Monday, February 27, 2006

Google's AdWords Auctions

In this week's issue of BusinessWeek (March 6, 2006), an article called The secret to Google's success describes a study by three economists showing that Google's mechanism for auctioning ad space (called AdWords), which is supposed to be a second-price auction, actually "differs in a key respect from the one economists had studied".

I tracked down a report on this study ("The high price of internet keyword auctions" by Edelman, Ostrovsky, and Schwarz) to find out more. And I found out something that is directly related to our work on eBay auctions...

Starting from the basics, a second-price auction is one where the highest bidder is the winner, and s/he pays the second highest bid (+ a small increment). This is also the format used in most of eBay's auctions. According to auction theory (derived from game theory), in a second-price auction the optimal bidding strategy should be to bid your true valuation. If you think the item is worth $100, just bid $100. Going back to the study, the economists found that the mechanism used by Google's AdWords does NOT lead to this "truth telling". Instead, sophisticated users actually tend to under-bid.

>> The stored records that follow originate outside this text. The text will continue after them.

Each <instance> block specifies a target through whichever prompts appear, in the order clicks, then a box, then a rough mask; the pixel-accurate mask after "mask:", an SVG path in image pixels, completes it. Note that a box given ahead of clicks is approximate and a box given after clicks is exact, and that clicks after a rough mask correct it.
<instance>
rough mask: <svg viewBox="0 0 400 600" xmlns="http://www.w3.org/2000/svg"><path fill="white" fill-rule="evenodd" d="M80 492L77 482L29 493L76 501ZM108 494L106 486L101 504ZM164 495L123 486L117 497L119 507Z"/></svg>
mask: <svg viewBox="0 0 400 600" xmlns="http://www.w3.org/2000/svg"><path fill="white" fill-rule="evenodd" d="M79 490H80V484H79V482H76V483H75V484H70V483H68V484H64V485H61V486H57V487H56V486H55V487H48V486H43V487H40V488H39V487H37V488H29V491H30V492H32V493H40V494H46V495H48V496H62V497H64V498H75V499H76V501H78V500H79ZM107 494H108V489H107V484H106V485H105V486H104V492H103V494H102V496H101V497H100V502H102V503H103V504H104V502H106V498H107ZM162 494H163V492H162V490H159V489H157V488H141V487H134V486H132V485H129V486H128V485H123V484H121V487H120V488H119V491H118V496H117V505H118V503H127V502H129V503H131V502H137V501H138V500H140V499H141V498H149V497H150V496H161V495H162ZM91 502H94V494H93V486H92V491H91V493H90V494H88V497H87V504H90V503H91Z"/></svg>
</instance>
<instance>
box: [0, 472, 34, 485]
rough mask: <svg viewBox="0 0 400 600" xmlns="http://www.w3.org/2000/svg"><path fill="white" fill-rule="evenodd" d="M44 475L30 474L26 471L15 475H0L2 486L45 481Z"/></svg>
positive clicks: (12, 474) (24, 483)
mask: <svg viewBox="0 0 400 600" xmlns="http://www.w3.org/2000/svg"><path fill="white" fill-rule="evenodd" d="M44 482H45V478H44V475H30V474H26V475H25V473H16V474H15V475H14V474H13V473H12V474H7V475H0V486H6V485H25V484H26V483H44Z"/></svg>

The authors' recommendation is "that search engines consider adopting a true Vickrey setup... [where] the system and bids would remain relatively static, changing only when economic fundamentals changed". And this is where I disagree: I have been conducting empirical research of online auctions from a different, non-economist perspective. Instead of starting from economic theory and trying to see how it manifests in the online setting, I examine the online setting and try to characterize it using statistical tools. An important hypothesis that my colleague Wolfgang Jank and I have is that the auction price is influenced not only by factors that economic theory sets (like the opening price and number of bidders), but also by the dynamics that take place during the auction. The online environment has very different dynamics than the older offline version. Think of the psychology that goes on when you are bidding for an item on eBay. This means that perhaps classic auction theory does not account for new factors that might determine the final price. Of course, this claim has always won us some frowns from hard-core economists...

For example, many empirical researchers have found in eBay (second-price) auctions that bidders do not follow the "optimal bidding strategy" of bidding their truthful valuation. In fact, on eBay many bidders tend to revise their bids as the auction proceeds (the phenomenon of last-moment-bidding, or "sniping", is also related). There have been different attempts to explain this through economic theory, but there hasn't been one compelling answer.

In light of my eBay research, it appears to me that the recommendation to Google to use the ordinary second-price (Vickrey) setting does not take into account the dynamic nature of the AdWords auctioning. The streamining updating of bids that is done by advertisers probably creates dynamics of its own. So even if they do change it to the eBay-like format, I am doubtful that the results will obey classic auction theory.